Local Officials to FCC: We’re Not the Ones Impeding 5G

Jacquelyn Martin/AP

A group of mostly mayors encouraged the Federal Communications Commission to refocus its efforts on new broadband investment, instead of preempting their oversight of public rights of way.

A group of 36 local elected officials, mostly mayors, sent a letter to the Federal Communications Commission on Thursday criticizing its efforts to undercut their jurisdictions’ oversight of 5G deployment.

Additionally, independent researcher RVA LLC surveyed 176 local government employees and found 44 percent of their communities had already deployed small cells, with 26 percent considering doing so.

The officials pointed to the findings as proof local governments aren’t impeding rapid 5G deployment sought by the U.S. wireless industry in its race with China, a narrative perpetuated by several FCC commissioners. One of three Republicans on the commission, Michael O’Rielly called for preemption of localities “trying to extract a bounty” from wireless carriers over 5G.

“It’s very disappointing the commissioners appear to think we’re trying to find a cash cow here or something,” said Ponca City, Oklahoma Mayor Homer Nicholson, who signed the letter, on a call with reporters. “I’d like for the commissioners to be a little bit more informed before they make those types of comments.”

Where a line was drawn by the signatories—among them the mayors of San José, California; Austin, Texas; and Seattle—was with the FCC Broadband Deployment Advisory Committee’s draft rules lessening what carriers pay jurisdictions for use of public rights of way. San José Mayor Sam Liccardo recently resigned from the BDAC over its lack of local government representation.

Of the local government employees surveyed, 84 percent characterized proposed state legislation regulating small cell poll use as negative for their communities, 59 percent were concerned about state laws preempting cities, and 52 percent said the same of federal regulations.

“By failing to charge a reasonable fee to companies wanting to use public space, such low limits are a de facto subsidization of private business by local taxpayers,” reads the letter. “Some communities are finding that the increased number of small cell applications and permits require the hiring of additional staff, and when combined with the limits on compensation, this will likely result in further subsidization.”

Local governments further pushed back against against the notion they’re slowing investment in 5G and wireline investment, citing model agreements made with wireless carriers in Boston and Lincoln, Nebraska—“successful approaches” banned in states like Florida.

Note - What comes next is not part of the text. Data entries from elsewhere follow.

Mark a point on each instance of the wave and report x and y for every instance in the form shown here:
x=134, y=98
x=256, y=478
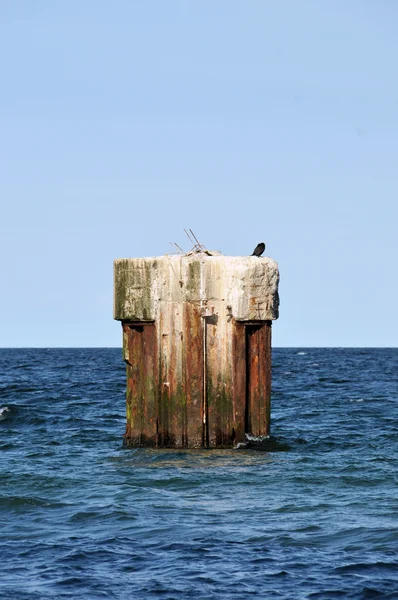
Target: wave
x=3, y=412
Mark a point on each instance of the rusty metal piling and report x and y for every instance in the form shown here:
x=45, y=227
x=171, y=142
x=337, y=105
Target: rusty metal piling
x=197, y=348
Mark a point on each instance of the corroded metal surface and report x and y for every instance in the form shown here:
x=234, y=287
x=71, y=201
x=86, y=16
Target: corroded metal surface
x=197, y=375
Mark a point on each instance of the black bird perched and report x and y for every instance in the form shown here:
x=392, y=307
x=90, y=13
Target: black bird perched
x=259, y=249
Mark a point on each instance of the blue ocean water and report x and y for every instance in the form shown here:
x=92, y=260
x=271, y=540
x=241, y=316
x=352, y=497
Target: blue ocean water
x=82, y=518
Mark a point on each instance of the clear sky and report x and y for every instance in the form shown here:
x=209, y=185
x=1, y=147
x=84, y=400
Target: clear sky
x=123, y=122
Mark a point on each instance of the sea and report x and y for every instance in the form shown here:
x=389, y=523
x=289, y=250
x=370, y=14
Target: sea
x=314, y=515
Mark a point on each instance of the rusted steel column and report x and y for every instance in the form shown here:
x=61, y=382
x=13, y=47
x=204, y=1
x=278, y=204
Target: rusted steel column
x=197, y=344
x=258, y=378
x=141, y=402
x=239, y=379
x=194, y=388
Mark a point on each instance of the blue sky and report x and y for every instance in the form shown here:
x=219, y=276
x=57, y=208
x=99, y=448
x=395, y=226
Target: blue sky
x=124, y=122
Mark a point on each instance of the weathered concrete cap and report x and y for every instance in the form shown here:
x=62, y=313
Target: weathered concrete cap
x=247, y=285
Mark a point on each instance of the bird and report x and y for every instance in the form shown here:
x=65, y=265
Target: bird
x=259, y=249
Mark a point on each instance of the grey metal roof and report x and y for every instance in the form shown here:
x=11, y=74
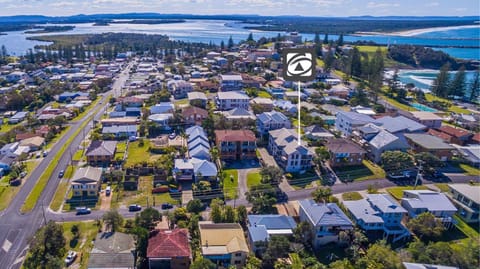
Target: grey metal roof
x=432, y=201
x=385, y=203
x=400, y=123
x=428, y=141
x=324, y=214
x=272, y=222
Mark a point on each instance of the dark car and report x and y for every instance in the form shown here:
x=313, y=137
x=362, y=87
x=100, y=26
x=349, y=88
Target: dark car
x=83, y=211
x=133, y=208
x=167, y=206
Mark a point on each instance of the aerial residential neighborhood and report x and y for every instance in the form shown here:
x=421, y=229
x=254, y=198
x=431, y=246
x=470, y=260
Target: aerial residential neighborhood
x=136, y=151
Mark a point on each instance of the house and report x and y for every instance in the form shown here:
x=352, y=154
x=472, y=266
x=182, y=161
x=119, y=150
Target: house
x=236, y=144
x=120, y=131
x=169, y=249
x=33, y=143
x=429, y=119
x=411, y=265
x=238, y=114
x=194, y=115
x=347, y=122
x=316, y=132
x=163, y=107
x=86, y=182
x=429, y=143
x=457, y=136
x=419, y=201
x=379, y=213
x=195, y=170
x=292, y=157
x=101, y=152
x=179, y=88
x=223, y=243
x=231, y=83
x=112, y=250
x=261, y=227
x=162, y=120
x=326, y=219
x=467, y=199
x=231, y=100
x=274, y=120
x=400, y=125
x=198, y=99
x=18, y=117
x=9, y=149
x=378, y=140
x=344, y=152
x=265, y=104
x=16, y=76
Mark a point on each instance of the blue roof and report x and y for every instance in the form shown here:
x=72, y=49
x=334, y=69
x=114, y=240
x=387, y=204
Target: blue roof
x=324, y=214
x=272, y=222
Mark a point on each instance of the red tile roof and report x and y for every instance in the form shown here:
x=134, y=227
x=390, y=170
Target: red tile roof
x=235, y=135
x=441, y=135
x=168, y=244
x=455, y=132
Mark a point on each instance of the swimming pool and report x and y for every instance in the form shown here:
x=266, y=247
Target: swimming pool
x=423, y=107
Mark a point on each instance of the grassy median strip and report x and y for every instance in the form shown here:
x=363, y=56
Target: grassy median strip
x=32, y=198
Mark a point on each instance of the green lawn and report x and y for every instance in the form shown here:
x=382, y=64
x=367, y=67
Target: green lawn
x=62, y=189
x=230, y=184
x=466, y=229
x=351, y=196
x=137, y=154
x=83, y=245
x=452, y=108
x=397, y=192
x=35, y=193
x=78, y=155
x=253, y=179
x=366, y=171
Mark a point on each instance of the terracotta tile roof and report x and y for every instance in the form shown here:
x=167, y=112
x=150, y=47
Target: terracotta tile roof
x=455, y=132
x=235, y=135
x=441, y=135
x=169, y=243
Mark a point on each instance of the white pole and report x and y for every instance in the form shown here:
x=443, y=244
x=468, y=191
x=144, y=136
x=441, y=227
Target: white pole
x=299, y=125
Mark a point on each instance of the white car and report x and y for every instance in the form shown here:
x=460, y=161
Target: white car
x=70, y=257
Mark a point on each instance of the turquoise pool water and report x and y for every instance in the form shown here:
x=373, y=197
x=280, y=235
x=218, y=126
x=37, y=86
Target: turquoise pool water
x=423, y=107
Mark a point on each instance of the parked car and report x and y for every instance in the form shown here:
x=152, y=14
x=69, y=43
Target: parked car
x=71, y=255
x=83, y=210
x=134, y=207
x=167, y=206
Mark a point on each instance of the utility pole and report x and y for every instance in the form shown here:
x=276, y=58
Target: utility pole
x=419, y=174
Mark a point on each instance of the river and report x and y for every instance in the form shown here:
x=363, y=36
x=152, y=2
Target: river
x=216, y=31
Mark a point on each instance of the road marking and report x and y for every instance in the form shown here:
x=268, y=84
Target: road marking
x=6, y=245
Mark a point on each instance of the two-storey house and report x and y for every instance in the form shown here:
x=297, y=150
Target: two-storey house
x=236, y=144
x=326, y=220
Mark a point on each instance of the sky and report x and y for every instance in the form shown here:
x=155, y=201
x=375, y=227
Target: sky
x=329, y=8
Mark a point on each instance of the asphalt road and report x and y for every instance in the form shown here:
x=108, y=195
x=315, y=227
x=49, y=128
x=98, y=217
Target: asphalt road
x=17, y=228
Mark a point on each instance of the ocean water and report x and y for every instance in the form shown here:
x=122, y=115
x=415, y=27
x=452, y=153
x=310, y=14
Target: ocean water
x=216, y=31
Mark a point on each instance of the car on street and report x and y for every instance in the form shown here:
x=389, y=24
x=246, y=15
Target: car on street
x=71, y=255
x=134, y=207
x=167, y=206
x=83, y=210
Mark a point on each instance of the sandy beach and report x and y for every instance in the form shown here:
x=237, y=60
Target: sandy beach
x=415, y=32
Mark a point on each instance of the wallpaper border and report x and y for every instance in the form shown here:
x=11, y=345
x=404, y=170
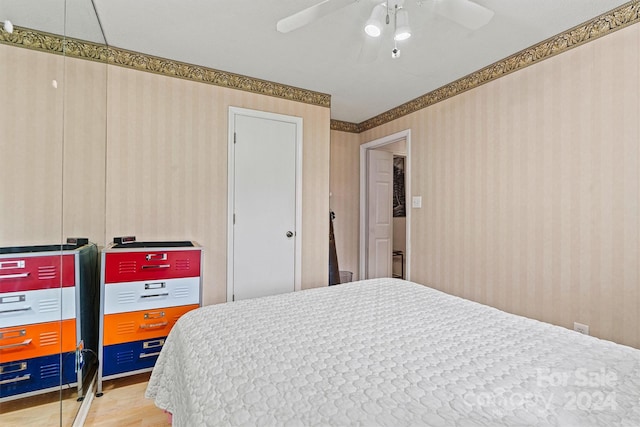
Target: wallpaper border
x=619, y=18
x=51, y=43
x=624, y=16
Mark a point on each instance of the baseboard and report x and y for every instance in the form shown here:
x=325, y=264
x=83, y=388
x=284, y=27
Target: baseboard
x=83, y=412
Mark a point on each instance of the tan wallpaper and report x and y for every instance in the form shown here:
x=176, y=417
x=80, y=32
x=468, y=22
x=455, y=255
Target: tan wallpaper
x=52, y=139
x=167, y=168
x=165, y=159
x=85, y=127
x=30, y=147
x=345, y=198
x=531, y=190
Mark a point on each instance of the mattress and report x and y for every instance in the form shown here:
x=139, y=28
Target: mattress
x=388, y=352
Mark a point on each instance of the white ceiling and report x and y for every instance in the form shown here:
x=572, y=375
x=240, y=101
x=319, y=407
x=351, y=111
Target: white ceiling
x=240, y=36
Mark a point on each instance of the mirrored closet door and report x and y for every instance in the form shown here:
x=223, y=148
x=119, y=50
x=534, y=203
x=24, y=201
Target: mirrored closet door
x=53, y=76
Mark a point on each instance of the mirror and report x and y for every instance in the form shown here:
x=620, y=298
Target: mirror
x=52, y=187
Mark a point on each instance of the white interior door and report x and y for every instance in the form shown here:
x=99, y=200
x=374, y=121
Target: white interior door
x=380, y=206
x=264, y=206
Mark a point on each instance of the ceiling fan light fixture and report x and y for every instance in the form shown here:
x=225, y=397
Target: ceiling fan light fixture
x=403, y=30
x=374, y=24
x=8, y=26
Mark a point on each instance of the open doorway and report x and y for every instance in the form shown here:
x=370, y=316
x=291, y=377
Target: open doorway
x=385, y=220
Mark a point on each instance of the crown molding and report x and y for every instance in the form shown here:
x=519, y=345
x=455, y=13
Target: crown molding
x=51, y=43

The Sunshine State sees local governments compensated $150 per location per year compared to the national median $1,200 lease rate, according to the survey.

Instead the local officials’ letter urged the FCC to encourage new broadband investment and review the make-ready process in the case of fiber network deployments.

“We’re able to accomplish much more at cheaper prices if we’re able to control some of the mechanisms in our city,” said Ammon, Idaho Mayor Sean Coletti.

Ammon developed an open-access system delivering affordable municipal fiber to the home in partnership with internet service providers.

Small cell deployment correlates with that of fiber, per the survey, with 95 percent of communities exceeding 500,000 residents at least considering installation of 5G technology if fiber was already in place. By contrast, only 21 percent of communities with less than 50,000 residents and no fiber reported movement on 5G.

Fayetteville, Arkansas recently passed a broadband infrastructure ordinance after conferring with six different providers on permitting parameters that stressed aesthetics.

Citizens complained about the look of the infrastructure in 58 percent of communities, according the survey, while 42 percent worried about safety issues—lopsided polls being one example.

“All providers agreed to keep our city’s character intact,” said Fayetteville Mayor Lioneld Jordan, though he worried state preemption might ultimately undo the deal.